Da cultura popular ao tubo de ensaio

Da próxima vez que sua avó sugerir uma ‘receitinha’ para curar qualquer machucado, pense duas vezes antes de negar-se a tomar o ‘remédio’. A garrafada conhecida como “específico pessoa”, há muito tempo utilizada nas regiões Norte e Nordeste como proteção contra picadas de animais peçonhentos, foi o ponto de partida para que pesquisadores da Universidade Federal do Rio de Janeiro (UFRJ) sintetizassem uma substância ativa contra vários tipos de veneno de cobras.

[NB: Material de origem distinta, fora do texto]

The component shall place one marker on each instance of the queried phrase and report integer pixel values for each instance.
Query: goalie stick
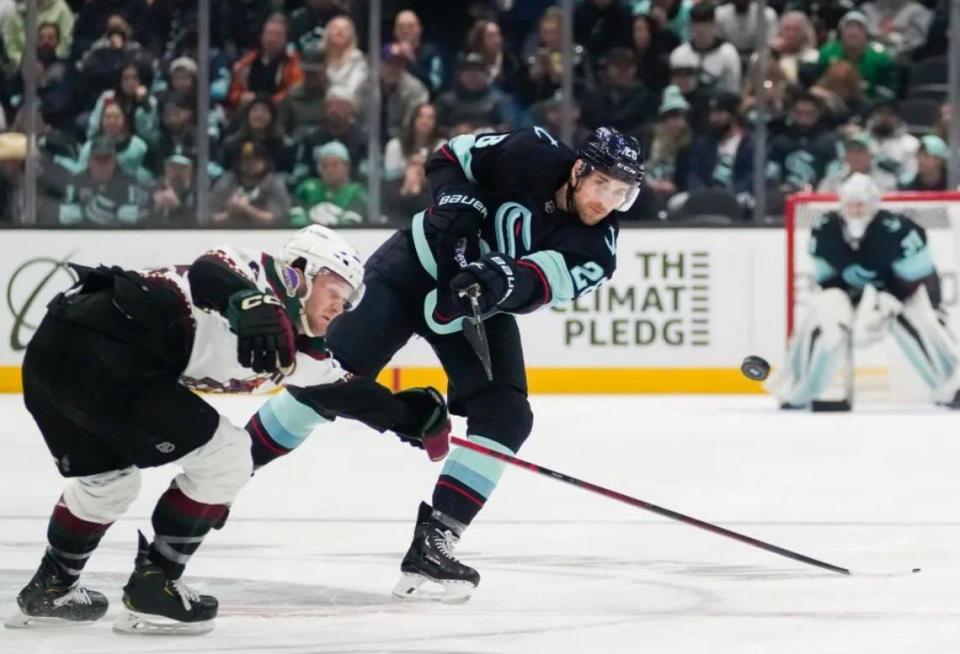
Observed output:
(667, 513)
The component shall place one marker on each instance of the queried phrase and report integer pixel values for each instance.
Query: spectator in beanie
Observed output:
(856, 157)
(55, 81)
(131, 149)
(900, 25)
(505, 68)
(549, 114)
(101, 65)
(473, 101)
(174, 198)
(102, 194)
(602, 24)
(332, 199)
(717, 61)
(800, 154)
(347, 69)
(250, 195)
(739, 21)
(671, 15)
(653, 46)
(400, 91)
(722, 157)
(301, 112)
(340, 125)
(423, 59)
(409, 193)
(269, 69)
(421, 133)
(895, 149)
(932, 160)
(872, 60)
(133, 99)
(54, 12)
(841, 89)
(668, 159)
(621, 101)
(94, 16)
(308, 23)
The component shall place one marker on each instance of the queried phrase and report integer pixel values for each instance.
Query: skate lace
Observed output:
(187, 594)
(445, 543)
(77, 594)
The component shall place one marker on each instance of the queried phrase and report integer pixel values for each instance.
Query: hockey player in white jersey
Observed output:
(876, 276)
(108, 378)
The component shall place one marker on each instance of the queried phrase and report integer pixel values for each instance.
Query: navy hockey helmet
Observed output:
(615, 154)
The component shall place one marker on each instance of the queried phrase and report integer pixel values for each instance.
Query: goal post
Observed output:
(937, 212)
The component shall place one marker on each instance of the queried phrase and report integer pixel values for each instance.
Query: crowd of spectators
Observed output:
(849, 87)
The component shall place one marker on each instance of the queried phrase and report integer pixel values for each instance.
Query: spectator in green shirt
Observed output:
(332, 199)
(872, 60)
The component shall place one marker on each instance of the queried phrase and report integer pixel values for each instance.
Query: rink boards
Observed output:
(685, 305)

A coral é uma das espécies cujo veneno pode ser combatido pelo composto sintetizado na UFRJ (foto: Giuseppe Puorto/Instituto Butantan)

O composto, chamado edunol, é encontrado na planta cabeça-de-negro ( Harpalicia brasiliana ) e foi sintetizado pela primeira vez pelos cientistas do Núcleo de Pesquisas de Produtos Naturais da UFRJ. Testes in vitro confirmaram sua eficácia: na presença do composto, as células musculares expostas ao veneno não sofreram nenhum dano, enquanto os tecidos desprotegidos tiveram suas células destruídas pela danificação de suas membranas — esse processo é irreversível e pode gerar lesões graves.

Em experiências com camundongos realizadas no Departamento de Farmacologia Básica e Clínica, os resultados também foram positivos: os animais tratados com a substância sobreviveram a uma dose de veneno que seria letal em condições normais. Os pesquisadores constataram ainda que as moléculas sintéticas são mais ativas que os soros antiofídicos disponíveis no Rio de Janeiro e em São Paulo.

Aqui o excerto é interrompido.